I have implemented CAVA and been testing it using several VCFs but CAVA fails for each VCF. The human reference FASTA being used works fine for all other variant callers. Log file is included below. Thank you for your assistance.
Input file contains 1555409 records to annotate.
Annotating variants ... 23.0%Traceback (most recent call last):
File "./cava.py", line 184, in <module>
record.annotate(ensembl,dbsnp,reference,impactdir)
File "/home/cava-v1.0.0/basics.py", line 247, in annotate
variant.annotate(ensembl,dbsnp,reference,impactdir)

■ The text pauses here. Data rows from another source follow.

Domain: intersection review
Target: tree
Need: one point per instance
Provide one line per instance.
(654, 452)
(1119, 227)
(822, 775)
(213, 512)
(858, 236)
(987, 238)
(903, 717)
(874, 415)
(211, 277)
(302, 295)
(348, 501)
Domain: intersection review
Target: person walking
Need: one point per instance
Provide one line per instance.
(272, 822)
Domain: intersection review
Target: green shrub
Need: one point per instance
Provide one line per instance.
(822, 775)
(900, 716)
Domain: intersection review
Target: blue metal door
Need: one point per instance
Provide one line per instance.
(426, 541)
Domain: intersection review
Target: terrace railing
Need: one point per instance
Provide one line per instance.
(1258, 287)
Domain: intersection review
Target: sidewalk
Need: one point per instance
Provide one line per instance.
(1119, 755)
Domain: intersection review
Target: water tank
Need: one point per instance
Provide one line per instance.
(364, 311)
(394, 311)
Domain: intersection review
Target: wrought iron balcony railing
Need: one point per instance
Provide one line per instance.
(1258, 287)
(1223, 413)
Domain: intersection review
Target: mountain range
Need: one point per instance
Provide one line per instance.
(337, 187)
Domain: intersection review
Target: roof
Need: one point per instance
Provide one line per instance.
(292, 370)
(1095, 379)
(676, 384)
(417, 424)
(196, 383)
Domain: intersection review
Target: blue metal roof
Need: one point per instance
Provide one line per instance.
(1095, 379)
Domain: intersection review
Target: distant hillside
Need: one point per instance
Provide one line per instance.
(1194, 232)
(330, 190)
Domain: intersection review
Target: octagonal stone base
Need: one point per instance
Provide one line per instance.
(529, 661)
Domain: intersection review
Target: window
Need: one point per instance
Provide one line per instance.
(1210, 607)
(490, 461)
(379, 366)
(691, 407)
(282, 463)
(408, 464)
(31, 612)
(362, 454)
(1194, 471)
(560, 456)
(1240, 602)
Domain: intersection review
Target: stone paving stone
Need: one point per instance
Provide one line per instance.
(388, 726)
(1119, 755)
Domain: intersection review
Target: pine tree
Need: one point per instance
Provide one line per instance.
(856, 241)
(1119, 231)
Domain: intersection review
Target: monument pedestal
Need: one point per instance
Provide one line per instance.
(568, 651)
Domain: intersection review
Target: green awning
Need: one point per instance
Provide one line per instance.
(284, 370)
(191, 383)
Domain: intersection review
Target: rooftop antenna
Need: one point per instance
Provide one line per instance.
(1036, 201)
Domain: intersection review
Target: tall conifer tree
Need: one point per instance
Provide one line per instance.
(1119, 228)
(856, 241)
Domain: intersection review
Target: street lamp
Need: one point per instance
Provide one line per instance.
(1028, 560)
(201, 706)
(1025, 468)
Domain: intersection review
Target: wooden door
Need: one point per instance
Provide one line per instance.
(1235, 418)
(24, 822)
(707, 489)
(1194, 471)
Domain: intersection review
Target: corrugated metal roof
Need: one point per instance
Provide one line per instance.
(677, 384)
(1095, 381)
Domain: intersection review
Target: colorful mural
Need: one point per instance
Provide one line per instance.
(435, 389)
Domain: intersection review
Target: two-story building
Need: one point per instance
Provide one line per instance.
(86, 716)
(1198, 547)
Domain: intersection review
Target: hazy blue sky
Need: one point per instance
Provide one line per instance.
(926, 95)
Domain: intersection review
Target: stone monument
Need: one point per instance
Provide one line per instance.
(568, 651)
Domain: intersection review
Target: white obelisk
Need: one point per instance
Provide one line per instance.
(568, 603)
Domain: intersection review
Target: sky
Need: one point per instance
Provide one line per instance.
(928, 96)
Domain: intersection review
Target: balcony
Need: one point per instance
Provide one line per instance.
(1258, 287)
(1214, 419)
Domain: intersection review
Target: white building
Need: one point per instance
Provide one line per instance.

File "/home/cava-v1.0.0/basics.py", line 88, in annotate
if not ensembl is None: self=ensembl.annotate(self,reference,impactdir)
File "/home/cava-v1.0.0/data.py", line 199, in annotate
variant_plus=variant.alignOnPlusStrand(reference)
File "/home/cava-v1.0.0/basics.py", line 100, in alignOnPlusStrand
seq1=reference.getReference(self.chrom,self.pos,self.pos+len(self.ref)-1+100)
File "/home/cava-v1.0.0/data.py", line 500, in getReference
seq = self.fastafile.fetch(goodchrom,start-1,end)
File "pysam/cfaidx.pyx", line 182, in pysam.cfaidx.FastaFile.fetch (pysam/cfaidx.c:3371)
ValueError: invalid region: start (198043100) > end (198022430)
here is some another run (log is a bit of different):
Input file contains 1555409 records to annotate.
Annotating variants ... 74.6%Traceback (most recent call last):
File "./cava.py", line 184, in <module>
record.annotate(ensembl,dbsnp,reference,impactdir)
File "/home/cava-v1.0.0/basics.py", line 247, in annotate
variant.annotate(ensembl,dbsnp,reference,impactdir)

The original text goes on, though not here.